This Week’s Market Buzz

• Canadian industrial silica sand demand is projected to rise 6.7 percent annually to 9.81 million metric tons in 2022. Growth will be driven by the need for frac sand by oil and gas suppliers, who rely upon this sand to boost the productivity of existing wells. This and other trends are presented in “Global Industrial Silica Sand, 4th Edition,” a new study from The Freedonia Group, a Cleveland-based industry research firm. Hydraulic fracturing will account for 82 percent of industrial silica sand demand in Canada in 2022. Increased sand utilization per well, and drilling techniques such as longer laterals and tighter frac clusters will account for gains in this market. The fastest increases for frac sand demand will occur in newer and smaller Canadian provinces such as British Columbia, Manitoba and Saskatchewan.

• Source Energy Services Ltd. is updating its Sept. 11, 2018, announcement that it had entered into an agreement with a multinational exploration and production company to name Shell Canada Energy as the customer.
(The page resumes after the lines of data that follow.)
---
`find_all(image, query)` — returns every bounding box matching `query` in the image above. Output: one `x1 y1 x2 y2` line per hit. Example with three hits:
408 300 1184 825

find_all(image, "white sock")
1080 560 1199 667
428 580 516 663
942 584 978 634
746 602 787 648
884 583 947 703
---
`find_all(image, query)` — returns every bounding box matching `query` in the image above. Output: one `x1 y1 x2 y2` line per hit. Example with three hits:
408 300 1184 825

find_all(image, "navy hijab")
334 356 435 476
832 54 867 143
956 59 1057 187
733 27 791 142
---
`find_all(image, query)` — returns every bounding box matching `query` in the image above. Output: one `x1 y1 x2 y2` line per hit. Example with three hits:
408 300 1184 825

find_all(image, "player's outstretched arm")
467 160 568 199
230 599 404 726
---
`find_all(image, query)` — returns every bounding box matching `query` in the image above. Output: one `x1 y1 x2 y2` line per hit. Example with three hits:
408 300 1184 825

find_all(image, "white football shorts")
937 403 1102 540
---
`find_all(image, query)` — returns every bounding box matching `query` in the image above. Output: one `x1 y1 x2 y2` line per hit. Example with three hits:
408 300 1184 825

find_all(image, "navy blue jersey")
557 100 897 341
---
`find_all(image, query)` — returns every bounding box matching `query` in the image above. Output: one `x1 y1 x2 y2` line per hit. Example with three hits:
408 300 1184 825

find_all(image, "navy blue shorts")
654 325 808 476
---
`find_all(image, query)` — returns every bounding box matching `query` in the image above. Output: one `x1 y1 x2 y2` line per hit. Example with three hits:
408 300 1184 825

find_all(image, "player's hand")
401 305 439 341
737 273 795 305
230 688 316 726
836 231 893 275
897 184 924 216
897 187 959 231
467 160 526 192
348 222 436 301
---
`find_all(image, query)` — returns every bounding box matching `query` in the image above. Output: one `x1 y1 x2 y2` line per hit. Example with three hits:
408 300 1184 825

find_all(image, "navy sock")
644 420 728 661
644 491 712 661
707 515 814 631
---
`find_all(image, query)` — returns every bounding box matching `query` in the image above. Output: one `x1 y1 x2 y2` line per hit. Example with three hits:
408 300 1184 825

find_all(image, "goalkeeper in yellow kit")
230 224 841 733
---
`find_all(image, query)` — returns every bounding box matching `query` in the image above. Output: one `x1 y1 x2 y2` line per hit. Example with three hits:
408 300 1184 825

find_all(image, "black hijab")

Under the three-year agreement Source will provide Shell with Northern White frac sand for its Duvernay wells. The committed service agreement will commence Jan. 1, 2019, and can be extended beyond the initial term of the contract to support Shell’s growing Canadian operations.

• Analyst Joseph Triepke with Infill Thinking said there is a risk that there will be too many Texas mines in the near future, possibly as soon as the end of this year, and that they’ll start competing with each other instead of with sand from Wisconsin. “Right now they’re displacing disadvantaged sand from far away, tomorrow there’s a chance they could be displaced,” he said.